あとこのほかに、支払い手段の場合は、取引が連鎖していない場合、同時並行的な取引においてもそれらの債権と債務が相殺されることによって貨幣が節約されます。これは流通手段の場合では、商品の取引が連鎖していない場合――連鎖している場合は、同一貨幣片がそれらの取引を何度も媒介します――は、取引ごとに貨幣が必要となり、貨幣の節約は不可能です。

 例えば、それぞれ同時並行的な取引で相互に連鎖していない場合でもAのBに対する,BのCに対する、CのAに対する等々の債権は支払時期と取引所が同じであれば、相互に相殺することができます。こうして実際に、支払い手段として支払われなければならない貨幣の量は節約されます。この点は、流通手段の場合と大きく異なる点であり、流通手段の場合は、こうした同時並行的な取引では、取引の連鎖がない為、貨幣は取引のその都度必要となりますが、支払手段の場合はむしろその節約の新しい槓杆となります。

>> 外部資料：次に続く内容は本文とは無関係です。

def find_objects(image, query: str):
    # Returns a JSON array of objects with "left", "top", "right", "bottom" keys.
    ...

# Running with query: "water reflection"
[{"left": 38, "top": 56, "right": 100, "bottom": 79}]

 またここでマルクスは「支払手段としての貨幣の機能は、媒介なき矛盾を含んでいる」(240頁)といっていますがこれはどういうことでしょうか?

 流通手段としての貨幣の場合は、それは直接に商品流通を媒介するものであり、またそうした機能を果たす限りで流通手段です。しかし、支払い手段としての貨幣は、それ自体は商品流通を媒介せず、むしろ最後に支払われる形で商品流通全体を閉じて終わらせる役割を担っていますこうした貨幣が支払い手段として最後に出動する際には、それは「絶対的商品」すなわち直接に価値一般として通用するものとして現れなければなりません。このことは、経済が順調に進み、商品流通が順調な場合には、諸支払いも相殺され問題なく進行します。しかし、ひとたび貨幣恐慌が起こるとこれらの諸支払いは、相殺不可能となり、むしろ即時の貨幣での支払が求められるようになります。こうした貨幣恐慌場面での、貨幣支払いの要求は絶対的なものとなり、ここでの矛盾は何ら媒介されえない――つまり現物の貨幣を支払うこと以外に何らの代替手段もないものとなります。

商品生産が発達し、こうした一種の信用取引も活発に行われようになると、現実の貨幣での支払が求められることは少なくなってきます。こうした取引では、むしろ貨幣より、商品の取引の方が社会的に重要視――「商品こそ貨幣だ」(240頁)――されます。しかし、貨幣恐慌の場面では、貨幣こそが求められるようになります。すなわち今度は、「貨幣こそ商品となった!」(240頁)ということです。

 

 

主な質問・意見等

○第7パラグラフに関連して注九九で「一般的な生産および商業恐慌の特別の段階として規定されている貨幣恐慌」と「同じように貨幣恐慌と名付けられている特殊な種類の恐慌」を区別すべきといっているが、この二つの違いはどういうものか?との質問がありました。これについては、報告者より後者の特殊な恐慌としての貨幣恐慌は、通常の恐慌のように産業面の恐慌を土台としてそれが流通に波及し、さらに金融的な部面に波及し現れてくるというものではなく、生産、流通部面から独立して現れるような貨幣恐慌だと思う。」との説明があり参加者より「最近では、リーマンショックがそれに相当するものではないか。リーマンショックは、サブプライムローンという金融商品を端に発生して、そこから金融面全般に広がっていったが、産業面など生産部門には深刻な打撃はなく、もっぱら金融的なものだった。そういう類のものではないか?」など捕捉説明があり、みなさん納得がいったようです。